Just as well I am in a think-big mood. I still have clumps and clumps of Agapanthus to divide and plant. Now a huge load of horse manure has arrived, dumped in the paddock by the driveway. Luckily I don't make too much of a habit of kissing my dogs. The two collies have already been caught eating the stuff. Aargh! So rude!
Saturday 4th June
Anyway, I've spent three hours dividing and planting Agapanthus by the driveway, and have just popped in for refreshments. Non-Gardening Partner is flying a tiddly plane over the mountains to the West Coast and back. The Southern Alps, nicely snow-covered for winter, should look amazing. Sometimes I think NGP is really, really brave. Well, braver than me.
Bealey Spur from the Air
OK, so the plan is to do two more hours (finishing with the bonfire) and then wash hands (fairly thoroughly, methinks), whip up a steak pie for the evening meal, light the log-burner, and relax. OK. One more Agapanthus clump, if I can. Then I can tell you all about it while the pie is cooking. Don't yawn!
Done. The pie is cooking. I am clean, my feet are tingling, and my thoughts are, as usual, of the garden. I'm pleased to be 'beautifying' the rougher edges of the driveway. It's not a place in which I want to spend too much time weeding, etc., but I walk and drive past it each day, and I notice things. So the mass Agapanthus will be brilliant, functional, green, and beautiful.
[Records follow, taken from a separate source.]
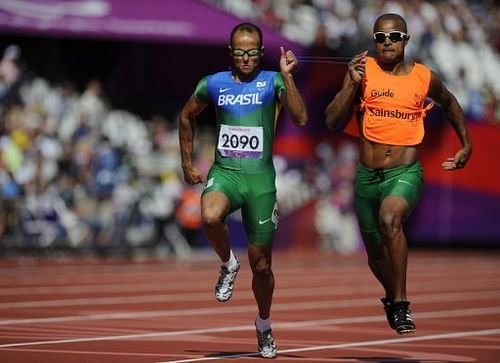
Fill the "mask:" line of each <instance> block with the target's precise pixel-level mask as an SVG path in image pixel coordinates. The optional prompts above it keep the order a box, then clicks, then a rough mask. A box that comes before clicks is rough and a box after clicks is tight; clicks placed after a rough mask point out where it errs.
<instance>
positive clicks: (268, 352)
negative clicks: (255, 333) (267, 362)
mask: <svg viewBox="0 0 500 363" xmlns="http://www.w3.org/2000/svg"><path fill="white" fill-rule="evenodd" d="M255 331H256V333H257V343H258V346H259V353H260V356H261V357H262V358H274V357H276V355H278V350H277V348H276V343H275V341H274V337H273V331H272V330H271V329H268V330H266V331H265V332H263V333H261V332H260V331H259V330H258V329H257V328H256V329H255Z"/></svg>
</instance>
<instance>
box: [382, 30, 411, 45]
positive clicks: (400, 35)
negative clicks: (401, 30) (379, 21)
mask: <svg viewBox="0 0 500 363" xmlns="http://www.w3.org/2000/svg"><path fill="white" fill-rule="evenodd" d="M386 38H389V40H390V41H391V42H393V43H396V42H401V41H403V40H406V39H408V34H406V33H403V32H400V31H392V32H389V33H386V32H376V33H374V34H373V40H374V41H375V43H384V42H385V39H386Z"/></svg>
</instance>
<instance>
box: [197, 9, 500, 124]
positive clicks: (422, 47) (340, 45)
mask: <svg viewBox="0 0 500 363" xmlns="http://www.w3.org/2000/svg"><path fill="white" fill-rule="evenodd" d="M206 1H207V2H209V3H212V4H214V5H216V6H218V7H220V8H223V9H225V10H227V11H229V12H231V13H233V14H235V15H237V16H239V17H241V18H244V19H249V20H251V21H256V22H259V23H261V24H266V25H267V26H269V27H271V28H273V29H275V30H277V31H279V32H280V33H281V34H283V35H284V36H285V37H286V38H288V39H289V40H292V41H294V42H297V43H300V44H302V45H304V46H307V47H315V48H318V47H320V48H321V47H322V48H326V49H329V50H331V51H332V54H335V55H336V56H348V57H349V56H352V55H354V54H356V53H358V52H360V51H361V50H363V49H371V47H372V41H371V36H372V32H373V24H374V22H375V20H376V18H377V17H378V16H379V15H380V14H382V13H386V12H392V13H398V14H401V15H403V17H404V18H405V19H406V21H407V24H408V32H409V34H410V36H411V39H410V42H409V44H408V47H407V48H406V56H407V58H408V59H409V60H412V59H413V60H416V61H418V62H423V63H425V64H426V65H428V66H429V67H431V68H432V69H433V70H435V71H437V72H438V73H439V74H440V75H441V76H442V77H443V79H444V80H445V82H446V84H447V86H448V87H449V88H450V90H451V91H452V92H453V93H454V94H455V96H456V97H457V99H458V100H459V102H460V104H461V105H462V107H463V108H464V110H465V111H466V114H467V117H468V119H469V120H471V121H477V122H494V123H500V57H499V52H500V6H499V5H498V1H495V0H485V1H479V0H477V1H465V0H438V1H425V0H416V1H395V0H374V1H371V0H370V1H366V0H206Z"/></svg>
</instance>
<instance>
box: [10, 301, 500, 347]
mask: <svg viewBox="0 0 500 363" xmlns="http://www.w3.org/2000/svg"><path fill="white" fill-rule="evenodd" d="M252 309H253V310H255V307H254V306H252ZM209 310H210V312H211V313H213V309H209ZM491 314H500V306H497V307H492V308H472V309H460V310H443V311H433V312H429V313H419V314H413V315H414V317H415V318H416V319H430V318H449V317H460V316H461V317H463V316H480V315H491ZM378 321H385V316H380V315H377V316H359V317H355V318H336V319H321V320H306V321H299V322H283V323H274V324H273V327H274V328H275V329H276V328H278V329H280V328H281V329H286V328H288V329H296V328H299V327H306V326H315V327H316V326H320V325H341V324H356V323H367V322H378ZM247 330H249V331H253V330H255V326H254V325H240V326H232V327H223V328H205V329H192V330H180V331H170V332H154V333H140V334H126V335H112V336H101V337H88V338H74V339H60V340H45V341H36V342H25V343H9V344H0V349H2V348H11V347H25V346H35V345H51V344H68V343H82V342H97V341H109V340H130V339H147V338H158V337H168V336H181V335H196V334H210V333H227V332H235V331H247Z"/></svg>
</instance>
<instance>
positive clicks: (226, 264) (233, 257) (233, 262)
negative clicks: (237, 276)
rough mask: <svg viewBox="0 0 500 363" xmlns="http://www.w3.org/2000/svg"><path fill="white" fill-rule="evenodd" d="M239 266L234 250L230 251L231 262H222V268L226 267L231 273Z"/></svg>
mask: <svg viewBox="0 0 500 363" xmlns="http://www.w3.org/2000/svg"><path fill="white" fill-rule="evenodd" d="M237 264H238V260H237V259H236V256H235V255H234V253H233V250H229V260H227V261H226V262H222V266H224V267H226V268H227V269H228V270H229V271H233V270H234V268H235V267H236V265H237Z"/></svg>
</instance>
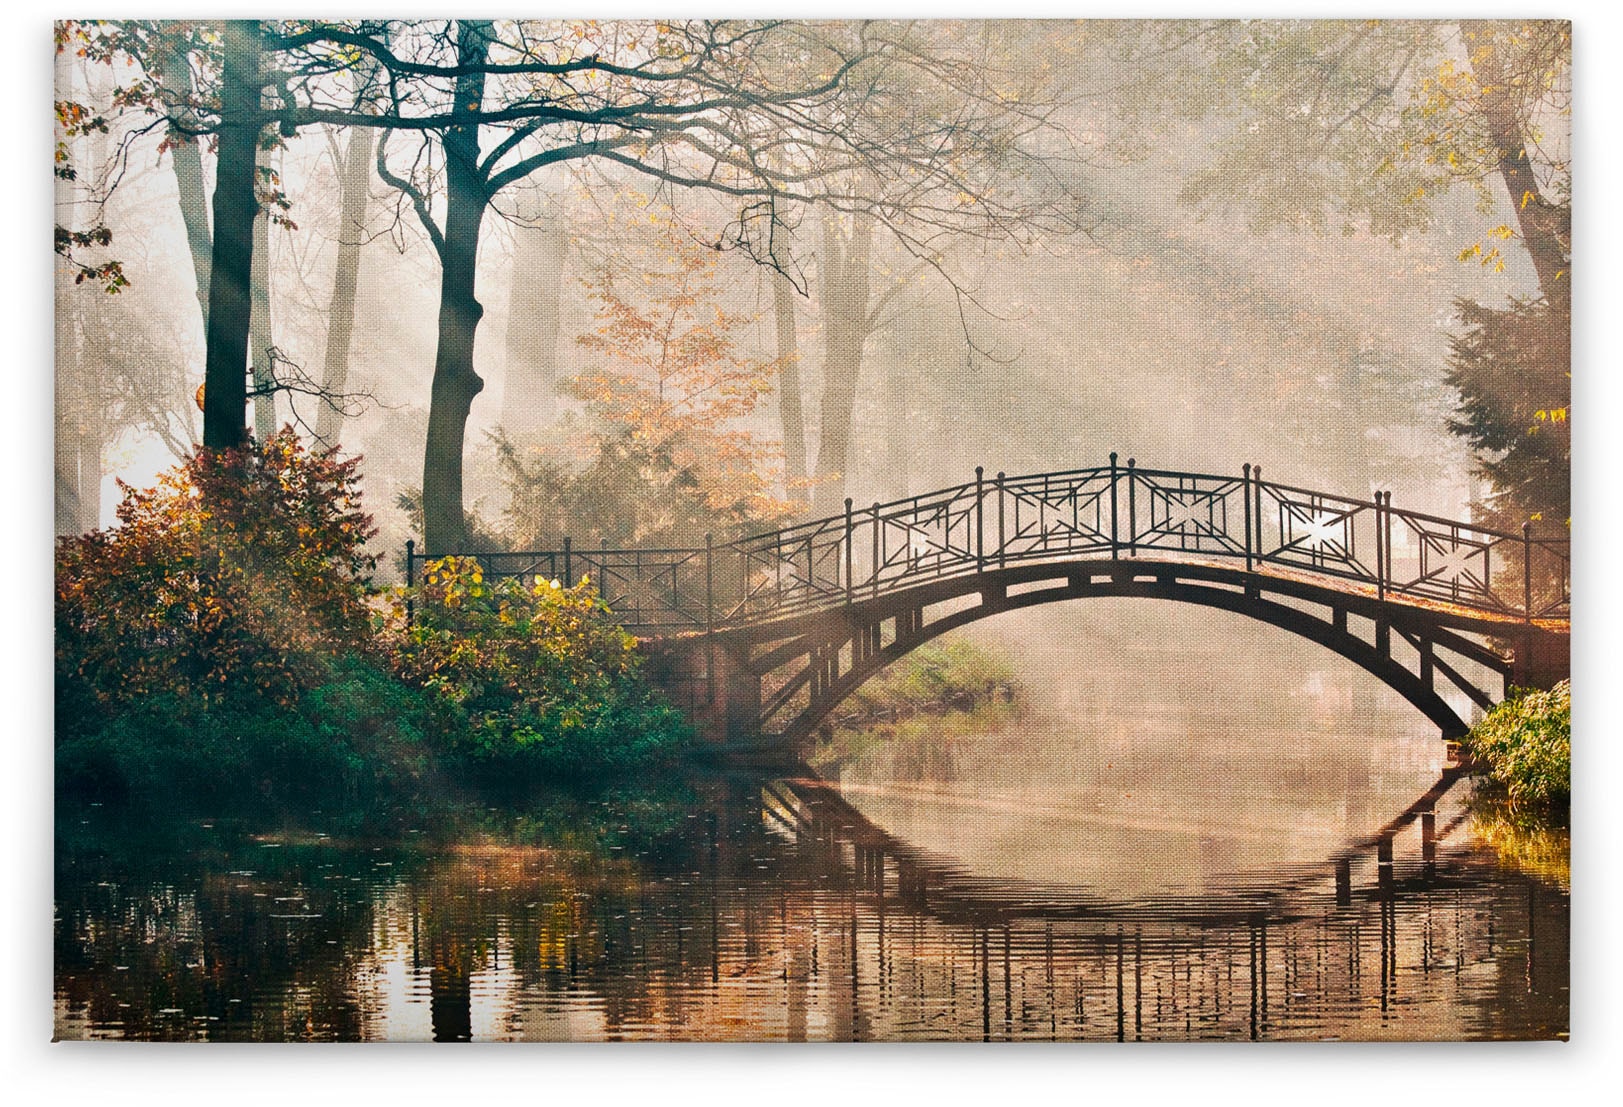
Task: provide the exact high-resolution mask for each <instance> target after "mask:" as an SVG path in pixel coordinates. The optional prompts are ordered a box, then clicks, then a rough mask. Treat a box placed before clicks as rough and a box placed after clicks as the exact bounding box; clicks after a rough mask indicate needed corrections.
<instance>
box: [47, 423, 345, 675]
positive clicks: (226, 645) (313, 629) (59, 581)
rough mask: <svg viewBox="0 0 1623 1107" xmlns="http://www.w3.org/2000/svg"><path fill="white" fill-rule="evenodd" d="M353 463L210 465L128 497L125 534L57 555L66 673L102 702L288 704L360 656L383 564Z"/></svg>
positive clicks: (305, 454)
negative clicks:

And I have perfected my Agapanthus splitting technique. I am getting faster, using less energy, and - touch wood - I haven't put the spade through my foot. Actually the spade is purposely not so sharp, and my boots are tough - tough as old boots, hee hee. One would feel rather silly self-inflicting this sort of gardening injury, which is said to be very common.
Pseudopanax - Five Finger
Sunday 5th June
Ooooh. A slight frost! Winter is finally here. Brilliant blue skies, though, with the sun doing its very best. Some winter gardening will warm me up. One starts off multi-layered, and within minutes is stripping - such is the power of outdoors physical activity. My goodness, gardening is good for you. I mean good for one, good for me...
Much, Much Later...
A brilliantly successful day. I sliced up another Agapanthus and planted the pieces at the corner of the driveway. Then I had the tiniest good idea - to saw down an ex-Christmas tree (one of those 'alive' in a pot ones), planted thoughtlessly in here. It was straggly and scruffy.
NGP made the mistake of coming to see what I was doing. Hee hee. Quick as a flash I pounced! Would he mind chainsawing a few other trees down for me, as well as the ex-Christmas tree? I pointed to three Pseudopanax (which will resprout) and a Pittoporum (ditto).
Cleaning Up the Trees
Too easy! But it's taken me all day to tidy up the tree mess. Actually, the maths graph would be rather odd : the idea takes half a minute. The chainsawing takes maybe twenty. The lopping, clearing, stacking of firewood logs takes five hours. The trimmings are in piles, but still not burnt. That's another full day. Hmm...
- Canary Bird Rose :
- Canary Bird is an early spring rose - the prettiest lemon yellow flowers, and green ferny foliage.
Now this sunny corner has clear skies, and more room for the ornamental tree (a Golden Elm) and the large Cordyline. Tomorrow it's going to get a Canary Bird rose. And I have enough clear space to plant the rest of the Agapanthus.
Monday 6th June
I've spent the whole afternoon working in the 'sunny corner' cleared out yesterday. It has been crisply sunny, too. Two more clumps of Agapanthus have been divided and planted, and that part of the garden is now complete. It looks wonderful.
Clematis montana in flower
Over the fence by the Pseudopanax (them that were trees and will now hopefully be shrubs) is my next focus. Already I've planted the Canary Bird rose and spread out six barrow loads of horse manure and soil. The idea is to work my way down the driveway towards the house, rationalising, pruning, digging, and so on. There's a lot of leaf fall, and I reckon that covering it up with soil and horse manure should really enrich this garden.
I've seen several odd plantings which need to be shifted - a clump of non-flowering Crocosmias (hopefully the bright red Lucifer variety), a Dublin Bay rose (poor thing), a struggling Jester Phormium, to name three. And I've caught the naughty Clematis montana, on the move - it's already smothering every shrub and blossom tree within reach with its green vine tentacles. Thug! But do I ignore it until after flowering time next spring? Big softie, am I?